Do Dialysis Patients Feel Safe?
According to data from the 2007 Renal Physicians Association (RPA) Health and Safety Survey Project, nearly half of dialysis patients surveyed said they “sometimes, usually or always worry that someone will make a medical mistake during one of their dialysis treatments.” Not only that, 87 percent of staff indicated a mistake had been made in a patient’s treatment over the last three months.
Patients also indicated the following issues made them worry about safety during their treatments:
- Problems with machine settings prior to or during dialysis
- Clotting or blood flow problems
- The wrong dialyzing solution was used
- The needle came out of their access site
A Culture of Safety at Your Dialysis Clinic: Focus on These 4 Areas
Dialysis patient safety should focus on incorrect dialyzer/dialyzing solution, patient falls, medication errors and omissions, non-adherence to procedures, failure to maintain hand hygiene and venous needle dislodgement, according to the RPA.
To create a culture of patient safety at your dialysis clinic, the RPA recommends focusing on these issues:
Patient-centered care: Make patient-centered care a priority by meeting regularly with staff and having regular conversations with patients, ensure staff is trained in proper safety procedures, and post documents that outline patient-centered care in high-traffic areas.
Blame-free environment: An environment where anyone can bring up problems and issues free of blame or recrimination is essential to patient-centered care. Foster a safety-positive environment by providing ongoing training and education about safety practices and provide activities that help staff reinforce their skills.

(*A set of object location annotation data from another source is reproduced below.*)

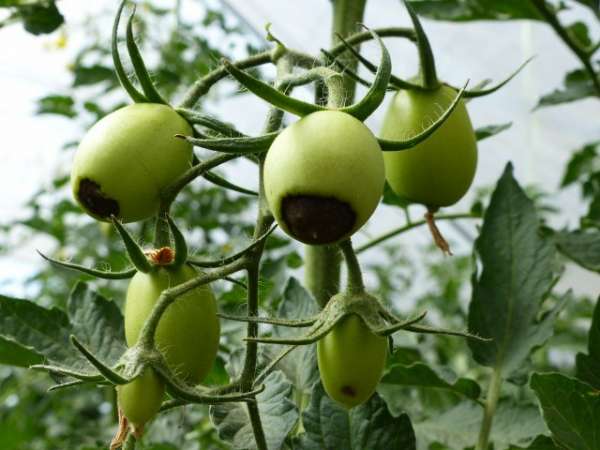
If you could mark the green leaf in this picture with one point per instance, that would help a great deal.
(301, 366)
(57, 104)
(577, 85)
(491, 130)
(581, 246)
(588, 366)
(571, 410)
(466, 10)
(45, 332)
(370, 426)
(515, 278)
(583, 163)
(580, 33)
(277, 412)
(97, 323)
(421, 375)
(540, 443)
(458, 428)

Educate staff and patients on what to watch for when something in the communication system is not working properly. If an error occurs, provide physical or emotional support and recognize staff who report or avoid errors.
Open communication: This reinforces patient safety as a priority and shows staff you value everyone’s role in it. It also creates an open forum for sharing information about errors, errors that almost happened and ideas for improvement. Create clear systems for staff to share this information.
Shared responsibility for safety: Encourage all staff — administrative and clinical — to focus on teamwork and act as a second set of eyes for one another. This can help reduce errors and potential errors. Consider creating a patient safety statement that declares your dedication to improving and maintaining patient safety and display it in high-traffic areas.